Пассажир очень много ест. — Соавторы дают хрестоматийные черты быта, причем часто те, которые являются общими для нового и старого быта; это касается и всех мотивов поездного топоса [см. ДС 20//2; ЗТ 34//13]. На тему поездной еды ср. зарисовки журналистов 20-х годов: "Пассажир много ест" [В пути, См 11.1926]. "Пассажиры едят бесконечно много, закупая на каждой станции продукты. Есть знатоки, которые сообщат вслух, на какой станции прославленные пирожки, а на какой огурчики, где славятся яблоки, а где рыбцы... Они набрасываются на продукты [частных торговцев] как саранча, хотя у каждого в вагоне полные корзины продуктов" [Д. Маллори, Из вагонного окна (путевые впечатления), Ог 12.08.28]. "Все пьют чай, обложившись продовольствием — огромными хлебами, огромным количеством ветчины, огромными колбасами, огромными сырами" [Эгон Эрвин Киш, Путешествие незнатного иностранца, ТД 06.1927]. Поездное обжорство показано также в сценарии В. Маяковского "Слон и спичка" [1926, Поли. собр. соч., т. 11] и др.

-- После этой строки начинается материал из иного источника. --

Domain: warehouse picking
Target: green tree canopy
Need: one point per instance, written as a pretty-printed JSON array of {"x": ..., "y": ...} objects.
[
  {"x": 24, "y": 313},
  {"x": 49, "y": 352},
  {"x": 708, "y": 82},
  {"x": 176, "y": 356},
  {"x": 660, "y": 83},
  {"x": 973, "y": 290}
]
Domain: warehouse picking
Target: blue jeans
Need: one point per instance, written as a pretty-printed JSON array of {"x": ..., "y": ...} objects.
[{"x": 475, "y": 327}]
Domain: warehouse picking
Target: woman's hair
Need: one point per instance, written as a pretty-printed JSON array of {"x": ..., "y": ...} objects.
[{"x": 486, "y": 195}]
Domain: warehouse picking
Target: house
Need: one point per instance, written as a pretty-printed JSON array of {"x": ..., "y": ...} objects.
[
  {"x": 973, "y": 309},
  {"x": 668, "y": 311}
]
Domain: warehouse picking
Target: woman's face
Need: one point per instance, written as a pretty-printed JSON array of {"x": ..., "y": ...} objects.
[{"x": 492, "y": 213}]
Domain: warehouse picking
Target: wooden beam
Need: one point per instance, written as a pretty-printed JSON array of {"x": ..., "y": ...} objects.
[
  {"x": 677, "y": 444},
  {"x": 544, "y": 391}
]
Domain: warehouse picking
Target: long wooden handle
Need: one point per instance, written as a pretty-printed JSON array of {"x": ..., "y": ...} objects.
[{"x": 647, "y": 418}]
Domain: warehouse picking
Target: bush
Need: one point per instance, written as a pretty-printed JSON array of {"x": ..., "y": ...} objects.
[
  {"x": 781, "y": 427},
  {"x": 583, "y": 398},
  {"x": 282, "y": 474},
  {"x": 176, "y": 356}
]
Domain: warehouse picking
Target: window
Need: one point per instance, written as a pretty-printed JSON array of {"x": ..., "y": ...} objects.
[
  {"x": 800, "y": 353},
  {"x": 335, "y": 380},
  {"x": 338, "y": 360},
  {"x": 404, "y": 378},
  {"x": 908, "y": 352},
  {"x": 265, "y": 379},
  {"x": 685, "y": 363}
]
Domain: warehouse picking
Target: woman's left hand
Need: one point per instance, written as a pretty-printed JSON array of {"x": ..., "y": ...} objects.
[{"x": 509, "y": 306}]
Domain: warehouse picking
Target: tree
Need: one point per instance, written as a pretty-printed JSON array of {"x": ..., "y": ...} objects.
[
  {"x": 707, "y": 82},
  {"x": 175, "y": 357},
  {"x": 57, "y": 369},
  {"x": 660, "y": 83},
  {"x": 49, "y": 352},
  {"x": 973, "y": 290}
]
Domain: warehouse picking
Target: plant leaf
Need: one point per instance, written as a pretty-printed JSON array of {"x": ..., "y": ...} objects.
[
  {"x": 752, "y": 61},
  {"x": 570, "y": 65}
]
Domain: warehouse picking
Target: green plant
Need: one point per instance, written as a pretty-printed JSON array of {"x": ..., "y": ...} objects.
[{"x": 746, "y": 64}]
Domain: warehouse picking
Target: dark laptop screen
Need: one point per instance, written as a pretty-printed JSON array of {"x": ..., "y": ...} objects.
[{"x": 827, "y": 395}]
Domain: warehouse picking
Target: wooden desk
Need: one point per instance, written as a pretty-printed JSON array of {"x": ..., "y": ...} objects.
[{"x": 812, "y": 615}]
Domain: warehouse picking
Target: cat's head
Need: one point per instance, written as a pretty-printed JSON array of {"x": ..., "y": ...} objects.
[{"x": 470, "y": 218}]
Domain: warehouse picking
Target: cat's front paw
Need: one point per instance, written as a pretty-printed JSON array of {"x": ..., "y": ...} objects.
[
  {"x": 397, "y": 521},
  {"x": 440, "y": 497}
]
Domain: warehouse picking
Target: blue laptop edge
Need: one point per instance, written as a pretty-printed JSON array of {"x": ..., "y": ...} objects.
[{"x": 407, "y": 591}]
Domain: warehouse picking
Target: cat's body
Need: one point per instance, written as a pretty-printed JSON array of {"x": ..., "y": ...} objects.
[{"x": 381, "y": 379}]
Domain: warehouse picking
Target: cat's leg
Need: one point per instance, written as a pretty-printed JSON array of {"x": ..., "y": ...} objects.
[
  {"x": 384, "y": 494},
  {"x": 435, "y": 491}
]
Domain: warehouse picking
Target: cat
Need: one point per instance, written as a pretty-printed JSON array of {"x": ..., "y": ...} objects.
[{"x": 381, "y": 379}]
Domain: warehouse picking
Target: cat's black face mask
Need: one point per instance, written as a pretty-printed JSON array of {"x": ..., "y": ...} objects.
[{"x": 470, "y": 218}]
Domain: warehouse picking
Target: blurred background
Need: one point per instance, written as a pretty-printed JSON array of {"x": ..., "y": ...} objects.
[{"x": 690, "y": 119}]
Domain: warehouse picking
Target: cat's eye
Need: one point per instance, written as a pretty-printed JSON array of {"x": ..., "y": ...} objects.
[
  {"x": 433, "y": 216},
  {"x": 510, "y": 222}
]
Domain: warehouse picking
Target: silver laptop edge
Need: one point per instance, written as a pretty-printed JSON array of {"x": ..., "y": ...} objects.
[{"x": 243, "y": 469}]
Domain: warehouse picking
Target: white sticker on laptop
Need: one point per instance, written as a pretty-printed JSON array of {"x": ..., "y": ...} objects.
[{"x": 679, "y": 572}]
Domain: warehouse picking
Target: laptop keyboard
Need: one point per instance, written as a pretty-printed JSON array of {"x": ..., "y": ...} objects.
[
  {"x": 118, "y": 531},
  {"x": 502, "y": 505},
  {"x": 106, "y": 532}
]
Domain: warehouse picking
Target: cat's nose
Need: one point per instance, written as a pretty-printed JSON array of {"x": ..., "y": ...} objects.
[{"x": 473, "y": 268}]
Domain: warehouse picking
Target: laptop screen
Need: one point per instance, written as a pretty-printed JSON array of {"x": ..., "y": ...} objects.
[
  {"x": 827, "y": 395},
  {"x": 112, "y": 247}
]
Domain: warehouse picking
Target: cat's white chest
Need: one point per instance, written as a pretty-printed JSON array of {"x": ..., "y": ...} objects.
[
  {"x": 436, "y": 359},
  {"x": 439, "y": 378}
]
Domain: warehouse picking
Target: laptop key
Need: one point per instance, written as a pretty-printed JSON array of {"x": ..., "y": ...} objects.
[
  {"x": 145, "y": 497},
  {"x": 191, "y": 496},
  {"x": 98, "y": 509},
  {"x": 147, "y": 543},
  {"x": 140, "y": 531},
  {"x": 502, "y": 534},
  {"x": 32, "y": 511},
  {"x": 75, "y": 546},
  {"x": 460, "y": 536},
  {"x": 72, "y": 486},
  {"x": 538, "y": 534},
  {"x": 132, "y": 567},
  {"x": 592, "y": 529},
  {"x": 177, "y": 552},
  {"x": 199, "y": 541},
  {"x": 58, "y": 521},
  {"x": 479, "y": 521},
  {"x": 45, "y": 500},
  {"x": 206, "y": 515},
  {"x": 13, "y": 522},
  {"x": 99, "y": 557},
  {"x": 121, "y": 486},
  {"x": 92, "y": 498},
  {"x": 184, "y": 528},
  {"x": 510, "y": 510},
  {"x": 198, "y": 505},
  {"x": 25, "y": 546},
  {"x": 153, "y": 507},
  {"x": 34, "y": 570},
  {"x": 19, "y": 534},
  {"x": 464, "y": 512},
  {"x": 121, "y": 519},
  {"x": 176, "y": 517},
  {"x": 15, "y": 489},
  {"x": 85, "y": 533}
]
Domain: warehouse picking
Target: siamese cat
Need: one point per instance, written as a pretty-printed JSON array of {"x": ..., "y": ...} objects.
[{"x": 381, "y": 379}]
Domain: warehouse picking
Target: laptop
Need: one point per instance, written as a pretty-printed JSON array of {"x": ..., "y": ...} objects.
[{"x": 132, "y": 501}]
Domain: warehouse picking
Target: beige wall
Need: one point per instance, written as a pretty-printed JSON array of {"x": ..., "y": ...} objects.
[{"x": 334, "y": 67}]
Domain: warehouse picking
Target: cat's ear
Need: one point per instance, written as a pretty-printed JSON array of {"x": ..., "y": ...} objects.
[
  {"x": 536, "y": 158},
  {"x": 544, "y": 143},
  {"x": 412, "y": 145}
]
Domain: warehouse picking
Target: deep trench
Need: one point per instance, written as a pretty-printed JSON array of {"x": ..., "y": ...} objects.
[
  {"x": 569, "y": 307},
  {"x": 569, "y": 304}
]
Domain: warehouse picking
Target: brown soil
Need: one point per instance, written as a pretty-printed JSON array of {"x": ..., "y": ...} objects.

Традиция обильной поездной еды, как многие другие приметы советской жизни у Ильфа и Петрова (см. Введение, раздел 6), идет от дореволюционных времен. Как вспоминает С. Горный, "в вагоне почему-то начинали очень быстро есть. Уже сразу за Петербургом разворачивались погребцы или пакеты. Ели сосредоточенно и куриные кости заворачивали в газету и швыряли под себя, под лавку, размахнувшись — чтобы попало подальше" [Ранней весной, 291-292]. Об обычае зашвыривать остатки еды под лавку упоминает и Б. Пастернак [Детство Люверс: Долгие дни, гл. 3].